We finally felt like we were getting the hang of this "Chemo" thing. And then we were thrown a curve ball.
Allergic reaction…My
mind spun around the words. My son lay
sleeping in my arms. So peaceful. So sweet.
I looked at his red blotchy cheeks and then looked back at the 4 nurses
that were hovering and watching him closer than ever. I remembered the doctor saying people
sometimes get to the last week of their chemo and will all of the sudden react.

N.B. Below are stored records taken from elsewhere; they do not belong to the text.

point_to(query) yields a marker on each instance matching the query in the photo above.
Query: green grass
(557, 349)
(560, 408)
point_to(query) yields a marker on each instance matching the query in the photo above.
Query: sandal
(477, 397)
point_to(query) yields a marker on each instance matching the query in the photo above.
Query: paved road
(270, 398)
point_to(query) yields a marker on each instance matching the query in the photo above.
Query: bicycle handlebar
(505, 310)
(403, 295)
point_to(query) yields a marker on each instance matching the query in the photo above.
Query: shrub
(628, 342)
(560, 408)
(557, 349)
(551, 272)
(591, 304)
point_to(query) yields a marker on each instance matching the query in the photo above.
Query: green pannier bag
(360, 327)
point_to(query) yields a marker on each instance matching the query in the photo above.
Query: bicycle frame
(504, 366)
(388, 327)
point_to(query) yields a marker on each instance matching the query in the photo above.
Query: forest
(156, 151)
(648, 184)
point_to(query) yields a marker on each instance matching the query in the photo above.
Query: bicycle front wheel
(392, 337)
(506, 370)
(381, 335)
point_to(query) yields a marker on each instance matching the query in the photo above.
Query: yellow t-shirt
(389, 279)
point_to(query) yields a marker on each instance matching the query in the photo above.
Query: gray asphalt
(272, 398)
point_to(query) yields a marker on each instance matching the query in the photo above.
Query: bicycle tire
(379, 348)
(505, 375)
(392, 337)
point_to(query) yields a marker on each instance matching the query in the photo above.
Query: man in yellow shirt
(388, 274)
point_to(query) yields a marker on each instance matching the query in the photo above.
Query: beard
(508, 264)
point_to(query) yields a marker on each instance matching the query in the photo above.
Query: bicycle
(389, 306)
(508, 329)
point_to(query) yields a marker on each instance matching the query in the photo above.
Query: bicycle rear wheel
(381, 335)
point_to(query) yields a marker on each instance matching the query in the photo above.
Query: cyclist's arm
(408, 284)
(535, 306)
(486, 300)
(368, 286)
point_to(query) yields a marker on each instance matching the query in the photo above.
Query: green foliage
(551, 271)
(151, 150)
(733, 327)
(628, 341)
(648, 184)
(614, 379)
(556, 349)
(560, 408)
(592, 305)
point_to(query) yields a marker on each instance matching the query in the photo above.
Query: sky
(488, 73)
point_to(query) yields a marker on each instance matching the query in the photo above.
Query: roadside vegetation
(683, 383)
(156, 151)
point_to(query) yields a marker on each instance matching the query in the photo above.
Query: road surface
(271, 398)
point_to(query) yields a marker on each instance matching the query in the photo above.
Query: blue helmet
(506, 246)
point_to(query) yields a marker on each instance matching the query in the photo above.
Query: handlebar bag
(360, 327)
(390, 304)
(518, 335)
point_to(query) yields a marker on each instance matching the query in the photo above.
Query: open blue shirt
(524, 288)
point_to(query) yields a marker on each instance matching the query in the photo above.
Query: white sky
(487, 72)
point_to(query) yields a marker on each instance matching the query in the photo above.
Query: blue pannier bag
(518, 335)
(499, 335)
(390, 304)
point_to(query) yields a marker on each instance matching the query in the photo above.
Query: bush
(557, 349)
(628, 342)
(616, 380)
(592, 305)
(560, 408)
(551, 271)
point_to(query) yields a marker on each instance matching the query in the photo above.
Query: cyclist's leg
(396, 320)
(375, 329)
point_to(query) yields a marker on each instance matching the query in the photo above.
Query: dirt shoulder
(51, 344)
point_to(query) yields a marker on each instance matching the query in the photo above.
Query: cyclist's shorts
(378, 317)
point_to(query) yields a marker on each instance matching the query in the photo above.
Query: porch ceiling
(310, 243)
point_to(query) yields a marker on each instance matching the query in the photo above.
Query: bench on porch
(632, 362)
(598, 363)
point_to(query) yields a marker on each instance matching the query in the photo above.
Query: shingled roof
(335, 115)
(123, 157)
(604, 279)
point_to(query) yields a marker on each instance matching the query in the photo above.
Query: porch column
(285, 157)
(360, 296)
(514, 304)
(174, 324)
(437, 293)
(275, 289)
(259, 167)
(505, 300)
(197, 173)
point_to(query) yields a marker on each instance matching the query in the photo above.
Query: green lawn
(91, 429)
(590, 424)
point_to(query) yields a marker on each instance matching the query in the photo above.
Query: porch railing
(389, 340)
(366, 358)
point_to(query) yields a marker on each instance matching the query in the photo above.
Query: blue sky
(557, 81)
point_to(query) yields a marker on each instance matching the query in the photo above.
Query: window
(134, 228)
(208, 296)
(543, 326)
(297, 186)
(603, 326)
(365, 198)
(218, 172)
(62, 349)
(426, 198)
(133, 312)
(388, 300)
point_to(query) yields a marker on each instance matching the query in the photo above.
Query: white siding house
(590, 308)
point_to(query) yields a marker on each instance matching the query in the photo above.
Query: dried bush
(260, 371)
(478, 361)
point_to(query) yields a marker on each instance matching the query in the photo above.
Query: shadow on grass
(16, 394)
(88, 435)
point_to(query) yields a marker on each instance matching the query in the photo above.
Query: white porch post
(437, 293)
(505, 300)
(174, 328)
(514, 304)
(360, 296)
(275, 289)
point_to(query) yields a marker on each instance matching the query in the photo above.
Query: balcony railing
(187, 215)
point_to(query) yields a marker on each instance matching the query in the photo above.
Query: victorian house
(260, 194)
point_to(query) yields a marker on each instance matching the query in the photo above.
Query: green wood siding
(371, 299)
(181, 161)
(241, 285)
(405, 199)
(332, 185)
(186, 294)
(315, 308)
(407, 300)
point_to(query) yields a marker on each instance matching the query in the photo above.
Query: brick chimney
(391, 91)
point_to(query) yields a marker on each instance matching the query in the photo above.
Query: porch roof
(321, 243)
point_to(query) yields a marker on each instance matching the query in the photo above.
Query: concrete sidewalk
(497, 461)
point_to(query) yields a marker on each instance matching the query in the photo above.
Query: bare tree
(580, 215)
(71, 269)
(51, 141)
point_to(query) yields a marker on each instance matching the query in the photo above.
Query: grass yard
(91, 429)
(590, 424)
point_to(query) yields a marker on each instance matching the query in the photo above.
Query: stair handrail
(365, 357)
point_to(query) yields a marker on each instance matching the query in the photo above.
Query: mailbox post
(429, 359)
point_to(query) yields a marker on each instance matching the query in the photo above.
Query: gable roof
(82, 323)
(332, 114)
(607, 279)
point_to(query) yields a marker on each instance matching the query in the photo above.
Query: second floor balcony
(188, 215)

“It just depends on how long the body can handle it.” He said with a shrug of his shoulders. “The doctor has been called and he will come
take a look at him and tell us what he wants to do.” One of the nurses voice cut through my
thoughts. “Ok.” I nodded vacantly.
What does this mean? What if he
can’t get his chemo? What if we have to
stop? The headaches will come back…I
know they will. He will stop sleeping
again. No. They just put him on something
different. What if a different drug is
worse and he feels sicker. What if his
hair falls out? What if he is bed ridden
and can’t be a normal kid? What if he
doesn’t have energy anymore? “Babe?” I felt Jake’s hand over mine. I looked up to see his supportive yet
confused expression. “Yeah?” I said trying to stretch a smile across my
concerned face. “You ok?…don’t let your
mind run. He’s fine. Everything will be fine.” I exhaled and knew
he was right. There is no point in
stressing over something that hasn’t happened yet. The doctor came and took a look at Zayne and
then told the nurses to start the drip in 30 min. And have it go over 2 hours. He made sure we were ok and off he went to
other patients. A conversation with an
old family friend came to mind. I had
called her one morning with an awful dream and was simply wrapped in fear that
it was going to come true. “Jessie I would
treat those fearful thoughts as clouds in the sky. The clouds don’t linger they pass. When those thoughts come in your mind let
them pass as quickly as they came. God
is EVERYWHERE….in EVERYTHING. He wants
us to be abundant and be at peace.” She
went on to tell me some other things but that piece was huge to me. Allowing my
fears to be swept away like the wind takes the clouds in the sky. So light.
So easy. Letting Go. It sounds so
simple. Let it go. When I roll that phrase around in my head it
sounds like I have to work to do it. It’s
a verb. Action. People say to me “Let go of the fear.” And for some reason when it’s phrased like
that it sounds like I have to DO something in order to make it happen. When I hear that I gear myself up and tell
myself it’s the right thing to do. JUST
DO IT. LET GO. However when my friend told me to treat my
fear as passing clouds I felt a peace. I
didn’t have to fight the fear. As it
floats by I realize it’s not something I don’t want to keep in my repertoire and
send it on its way. I don’t even let it
stop. It’s continually moving.
I looked down at Zayne who had his bink half hanging out of
his mouth. His perfect lips. They were so perfect. His sweaty curls that were now clinging to
his forehead and cheeks. Fear has no place
here. Only Gods peace. I am whole. I am abundant. And I am steady.